In the midway of this our mortal life,
I found me in a gloomy wood, astray,
Gone from the path direct: and e’en to tell
It were no easy task, how savage wild
That forest, how robust and rough its growth,
Which to remember only, my dismay
Renews, in bitterness not far from death.
Neither Bunyan’s pilgrim in his City of Destruction, nor his City of Mansoul beleaguered by fierce foes, is quite so human or quite so convincing as this weird scene in the forest. The gloom, the loneliness, the silence, and the absence of all hints as to a [187] way out of his misery; these make up a scene that combines all the elements of adventure with all the elements of reality.
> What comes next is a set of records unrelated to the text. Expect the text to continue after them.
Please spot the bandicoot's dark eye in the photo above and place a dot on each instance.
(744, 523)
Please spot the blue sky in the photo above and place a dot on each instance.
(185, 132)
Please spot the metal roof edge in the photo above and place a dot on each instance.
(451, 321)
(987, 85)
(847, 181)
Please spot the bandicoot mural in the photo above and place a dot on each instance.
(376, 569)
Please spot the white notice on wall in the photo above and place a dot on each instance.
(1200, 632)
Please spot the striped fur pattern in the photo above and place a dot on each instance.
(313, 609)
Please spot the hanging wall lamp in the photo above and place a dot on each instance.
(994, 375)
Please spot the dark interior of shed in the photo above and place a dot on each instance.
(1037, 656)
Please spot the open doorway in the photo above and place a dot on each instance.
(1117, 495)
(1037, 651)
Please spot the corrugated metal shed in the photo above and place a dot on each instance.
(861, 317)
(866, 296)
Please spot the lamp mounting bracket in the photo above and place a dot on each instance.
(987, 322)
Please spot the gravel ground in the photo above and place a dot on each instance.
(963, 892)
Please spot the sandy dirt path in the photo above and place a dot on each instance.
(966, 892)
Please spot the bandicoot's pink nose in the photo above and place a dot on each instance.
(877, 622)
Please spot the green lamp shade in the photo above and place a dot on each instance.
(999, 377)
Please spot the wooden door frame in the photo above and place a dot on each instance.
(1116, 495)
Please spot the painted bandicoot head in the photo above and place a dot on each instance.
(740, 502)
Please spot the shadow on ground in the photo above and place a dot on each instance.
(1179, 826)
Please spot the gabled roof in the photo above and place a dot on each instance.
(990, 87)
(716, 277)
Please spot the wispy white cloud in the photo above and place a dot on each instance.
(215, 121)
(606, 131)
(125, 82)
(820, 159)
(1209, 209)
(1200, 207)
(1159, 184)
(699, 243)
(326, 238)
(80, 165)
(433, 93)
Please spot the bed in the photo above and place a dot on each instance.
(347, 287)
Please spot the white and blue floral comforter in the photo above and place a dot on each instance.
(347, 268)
Dante was lost, and knew it.
II
The poet cannot tell us by what processes he became entangled in this jungle. ‘How first I entered it I scarce can say.’ But it does not very much matter. The way by which he escaped is the thing that concerns us; and to this theme he bravely addresses himself. In his description of his earliest sensations in the dark forest, several things are significant. He clearly regarded it as a very great gain, for example, to have discovered that he was lost. ‘I found me,’ he says, ‘I found me in a gloomy wood, astray.’ Those three words, ‘I found me,’ remind us of nothing so much as the record of the prodigal, ‘And he came to himself.’ I am pleased to notice that it is of the incomparable story of the prodigal that Dante’s opening confession reminds most of his expositors. Thus, Mr. A. G. Ferress Howell, in his valuable little monograph on Dante, observes that this finding of himself ‘shows that he has got to the point reached by the prodigal son when he said, “I will arise and go to my father.” He found, that is to say, that he had altogether missed the true object of life. The [188] wild and trackless wood,’ Mr. Howell goes on to observe, ‘represents the world as it was in 1300. Why was it wild and trackless? Because the guides appointed to lead men to temporal felicity in accordance with the teachings of Philosophy, and to eternal felicity in accordance with the teachings of Revelation—the Emperor and the Pope—were both of them false to their trust.’ So here was poor Dante, only knowing that he was hopelessly lost; and unable to discover among the undergrowth about him any suggestion of a way to safety.